Generator
MAT-Tools: Python Framework for Multiple Aspect Trajectory Data Mining
The present application offers a tool, to support the user in the preprocessing of multiple aspect trajectory data. It integrates into a unique framework for multiple aspects trajectories and in general for multidimensional sequence data mining methods.
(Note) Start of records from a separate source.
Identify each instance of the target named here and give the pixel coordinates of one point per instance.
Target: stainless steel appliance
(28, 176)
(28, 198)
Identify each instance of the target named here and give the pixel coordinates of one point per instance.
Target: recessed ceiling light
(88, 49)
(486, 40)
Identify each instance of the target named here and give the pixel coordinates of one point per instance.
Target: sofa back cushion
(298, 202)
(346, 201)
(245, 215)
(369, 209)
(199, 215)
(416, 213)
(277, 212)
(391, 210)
Copyright (C) 2022, MIT license (this portion of code is subject to licensing from source project distribution)
Created on Dec, 2023 Copyright (C) 2023, License GPL Version 3 or superior (see LICENSE file)
- Authors:
Tarlis Portela
- matdata.generator.randomGenerator(N=10, M=50, L=10, C=10, random_seed=1, fileprefix='random', fileposfix='train', attr_desc=None, save_to=False, outformats=['csv'])[source]
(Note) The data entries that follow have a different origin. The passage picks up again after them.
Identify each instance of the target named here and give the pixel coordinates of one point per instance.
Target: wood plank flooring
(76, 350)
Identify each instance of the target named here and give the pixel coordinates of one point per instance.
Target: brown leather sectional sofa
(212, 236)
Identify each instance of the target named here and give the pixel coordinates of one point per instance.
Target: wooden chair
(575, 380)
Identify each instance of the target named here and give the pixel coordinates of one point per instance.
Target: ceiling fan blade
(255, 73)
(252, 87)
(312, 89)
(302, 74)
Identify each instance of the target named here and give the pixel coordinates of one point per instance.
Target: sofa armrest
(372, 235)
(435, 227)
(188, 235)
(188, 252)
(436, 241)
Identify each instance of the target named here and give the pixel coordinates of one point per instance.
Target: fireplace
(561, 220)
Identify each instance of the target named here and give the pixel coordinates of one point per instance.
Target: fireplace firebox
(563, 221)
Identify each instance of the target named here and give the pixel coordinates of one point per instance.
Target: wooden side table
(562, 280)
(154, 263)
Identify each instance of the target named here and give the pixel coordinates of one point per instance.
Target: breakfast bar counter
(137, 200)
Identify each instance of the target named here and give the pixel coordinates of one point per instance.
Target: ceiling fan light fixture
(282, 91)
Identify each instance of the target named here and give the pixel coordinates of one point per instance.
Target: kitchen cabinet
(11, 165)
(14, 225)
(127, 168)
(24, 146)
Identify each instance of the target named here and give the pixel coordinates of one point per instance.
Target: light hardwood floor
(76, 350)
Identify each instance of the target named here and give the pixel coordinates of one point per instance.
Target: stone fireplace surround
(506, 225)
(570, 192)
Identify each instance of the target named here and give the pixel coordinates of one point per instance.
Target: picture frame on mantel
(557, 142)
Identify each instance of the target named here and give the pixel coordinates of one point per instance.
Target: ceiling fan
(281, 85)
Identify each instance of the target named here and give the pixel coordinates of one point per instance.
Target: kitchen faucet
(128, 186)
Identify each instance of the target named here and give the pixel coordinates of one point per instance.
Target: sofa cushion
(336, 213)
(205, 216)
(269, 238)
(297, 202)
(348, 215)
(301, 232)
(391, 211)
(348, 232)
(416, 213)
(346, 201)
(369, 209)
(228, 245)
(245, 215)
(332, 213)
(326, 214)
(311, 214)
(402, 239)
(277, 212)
Function to generate trajectories based on random data.
Parameters:
- Nint, optional
Number of trajectories (default 10)
- Mint, optional
Size of trajectories (default 50)
- Lint, optional
Number of attributes (default 10)
- Cint, optional
Number of classes (default 10)
- random_seedint, optional
Random Seed (default 1)
- attr_desclist of dict, optional
Data type intervals to generate attributes as a list of descriptive dicts. Default: None (uses default types) OR a list of instances of AttributeGenerator
- save_tostr or bool, optional
Destination folder to save, or False if not to save CSV files (default False)
- fileprefixstr, optional
Output filename prefix (default ‘sample’)
- fileposfixstr, optional
Output filename postfix (default ‘train’)
- outformatslist, optional
Output file formats for saving (default [‘csv’])
Returns:
- pandas.DataFrame
The generated dataset.
- matdata.generator.samplerGenerator(N=10, M=50, C=1, random_seed=1, fileprefix='sample', fileposfix='train', cols_for_sampling=['space', 'time', 'day', 'rating', 'price', 'weather', 'root_type', 'type'], save_to=False, base_data=None, outformats=['csv'])[source]
Function to generate trajectories based on real data.
Parameters:
- Nint, optional
Number of trajectories (default 10)
- Mint, optional
Size of trajectories, number of points (default 50)
- Cint, optional
Number of classes (default 1)
- random_seedint, optional
Random seed (default 1)
- cols_for_samplinglist, optional
Columns to add in the generated dataset. Default: [‘space’, ‘time’, ‘day’, ‘rating’, ‘price’, ‘weather’, ‘root_type’, ‘type’].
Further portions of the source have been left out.